Last month, the health minister of this country said authorities had identified 4,700 cases of Zika, a figure that has been criticized by associations of doctors and infectious disease specialists both in Venezuela and abroad. They say the real figure could be tens of thousands.

"What we are seeing now is the tip of the iceberg," said Barbossa Nellis, chief epidemiologist of Zulia, Venezuela border state, whose capital is Maracaibo. "We have an epidemic now." Calls seeking comment the Health Ministry were not returned.

Visits a slum and Maracaibo hospital and poor along the northwestern border with Colombia Venezuela communities left an impression that the zika is spreading uncontrollably. Venezuela lacks even aspirin and insect repellents, which doctors say they are among the first lines of defense against viruses such as zika.

Zulia has registered 463 cases of Zika, Barbossa said, but the specialist estimated that probably one in five of the 3.5 million inhabitants of the state could become infected. Mosquitoes are breeding in the trash in the streets and in home water tanks not only in overcrowded neighborhoods but also in the University Hospital of the state, where there was no water service, forcing workers to collect water buckets. The story of a man who died of Guillain-Barre syndrome possibly related to Zika, highlights the obstacles facing physicians in Venezuela.

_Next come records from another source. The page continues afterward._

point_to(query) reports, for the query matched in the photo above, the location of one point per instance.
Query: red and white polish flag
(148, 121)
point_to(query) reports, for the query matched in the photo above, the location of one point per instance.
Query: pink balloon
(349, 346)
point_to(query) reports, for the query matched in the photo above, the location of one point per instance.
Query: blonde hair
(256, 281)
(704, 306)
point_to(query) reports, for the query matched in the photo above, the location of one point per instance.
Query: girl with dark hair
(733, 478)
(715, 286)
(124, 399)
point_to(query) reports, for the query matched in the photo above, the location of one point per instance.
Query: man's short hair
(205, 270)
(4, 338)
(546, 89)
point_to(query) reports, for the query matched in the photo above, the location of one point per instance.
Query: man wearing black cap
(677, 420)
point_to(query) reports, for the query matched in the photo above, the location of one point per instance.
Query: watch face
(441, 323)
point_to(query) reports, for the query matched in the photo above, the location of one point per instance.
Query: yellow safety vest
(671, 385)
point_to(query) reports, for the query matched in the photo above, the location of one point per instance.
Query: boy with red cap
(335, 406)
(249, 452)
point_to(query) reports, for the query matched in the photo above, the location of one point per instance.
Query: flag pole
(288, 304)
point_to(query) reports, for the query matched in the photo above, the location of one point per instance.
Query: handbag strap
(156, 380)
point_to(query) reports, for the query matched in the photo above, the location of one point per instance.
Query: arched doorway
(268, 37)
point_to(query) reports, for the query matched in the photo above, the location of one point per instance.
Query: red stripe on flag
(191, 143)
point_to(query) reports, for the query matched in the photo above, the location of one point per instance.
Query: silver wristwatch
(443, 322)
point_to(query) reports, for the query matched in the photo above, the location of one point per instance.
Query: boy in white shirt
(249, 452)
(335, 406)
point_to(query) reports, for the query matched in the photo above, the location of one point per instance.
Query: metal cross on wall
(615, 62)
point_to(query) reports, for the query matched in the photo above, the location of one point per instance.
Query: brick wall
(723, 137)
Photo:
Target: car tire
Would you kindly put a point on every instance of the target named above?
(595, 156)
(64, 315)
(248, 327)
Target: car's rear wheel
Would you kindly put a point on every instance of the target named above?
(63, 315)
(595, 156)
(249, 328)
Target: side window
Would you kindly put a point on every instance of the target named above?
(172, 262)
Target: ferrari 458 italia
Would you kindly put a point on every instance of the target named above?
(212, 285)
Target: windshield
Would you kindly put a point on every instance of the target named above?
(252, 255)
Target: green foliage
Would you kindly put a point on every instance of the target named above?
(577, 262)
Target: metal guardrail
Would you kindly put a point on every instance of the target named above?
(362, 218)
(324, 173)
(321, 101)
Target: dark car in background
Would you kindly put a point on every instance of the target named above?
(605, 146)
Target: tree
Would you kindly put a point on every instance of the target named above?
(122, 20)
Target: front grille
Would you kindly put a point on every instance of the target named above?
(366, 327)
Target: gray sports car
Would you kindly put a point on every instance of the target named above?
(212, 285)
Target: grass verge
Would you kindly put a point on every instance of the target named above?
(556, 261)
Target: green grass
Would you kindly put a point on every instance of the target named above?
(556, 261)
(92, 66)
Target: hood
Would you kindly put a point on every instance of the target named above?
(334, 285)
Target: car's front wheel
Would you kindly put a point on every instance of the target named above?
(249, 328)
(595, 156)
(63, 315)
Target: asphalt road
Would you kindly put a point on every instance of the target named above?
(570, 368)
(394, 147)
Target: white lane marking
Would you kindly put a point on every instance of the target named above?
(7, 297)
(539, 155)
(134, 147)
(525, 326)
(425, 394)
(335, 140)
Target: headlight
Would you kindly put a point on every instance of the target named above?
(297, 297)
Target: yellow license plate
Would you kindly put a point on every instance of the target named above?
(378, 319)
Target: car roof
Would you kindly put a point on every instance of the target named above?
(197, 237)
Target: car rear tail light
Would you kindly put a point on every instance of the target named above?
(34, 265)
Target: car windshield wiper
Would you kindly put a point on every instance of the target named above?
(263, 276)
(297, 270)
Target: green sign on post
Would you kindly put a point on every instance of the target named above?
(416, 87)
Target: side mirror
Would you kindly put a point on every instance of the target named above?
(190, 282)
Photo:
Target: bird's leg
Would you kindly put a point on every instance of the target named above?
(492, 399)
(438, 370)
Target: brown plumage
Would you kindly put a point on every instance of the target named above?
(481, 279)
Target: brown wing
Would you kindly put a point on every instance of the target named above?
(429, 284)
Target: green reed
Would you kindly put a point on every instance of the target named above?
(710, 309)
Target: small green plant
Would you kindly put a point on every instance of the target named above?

Jorge La Cruz, 51, developed rashes in December. When his tongue and his arms went numb, he was diagnosed at the University Hospital with Guillain-Barre syndrome, according to documents seen The Wall Street Journal. Doctors told the family he needed immunoglobulin, but the hospital did not have any blisters and the family could not afford the $ 150 it cost on the black market. "I offered my house in exchange for medicine, but only wanted cash," said Bercelys Pelufo, wife of the deceased. As the paralysis-the horrible effect of Guillain-Barre-xpanded her body, De La Cruz needed to be on a ventilator. But the machine did not work, and the man died.

Nearby, the people of San Francisco, the working class district of Maracaibo, are concerned about how they or their children may be affected. Duana Rodriguez, a pregnant woman was recently with her four children standing beside a stream that smelled of sewage. Mosquitoes swarmed through human waste.

"I am very worried about the baby," She said. "The government has done nothing about the zika."

In Colombia, the Aedes mosquito carrying the Zika the multiplies rapidly. Residents of the town of El Zulia say they are constantly surrounded by swarms of what they call "vampire mosquitoes."

"Almost everyone has had zika here," said Piedad Uribe, manager at a small hospital in El Zulia.

Aleyda Zabaleta, a doctor of the hospital, duly recorded every possible case of Zika, dispenses paracetamol and ibuprofen for pain and stinging rashes antihistamines for the virus. Pregnant women are sent to a larger hospital in Cucuta.

Each morning the doctor Zabaleta manages a team that is headed in the only hospital ambulance to small nearby communities to treat people possibly infected with viruses and advise zika get rid of standing water where mosquitoes breed. "They have to know that the point of origin is often found in mosquitoes that breed in their homes," She said.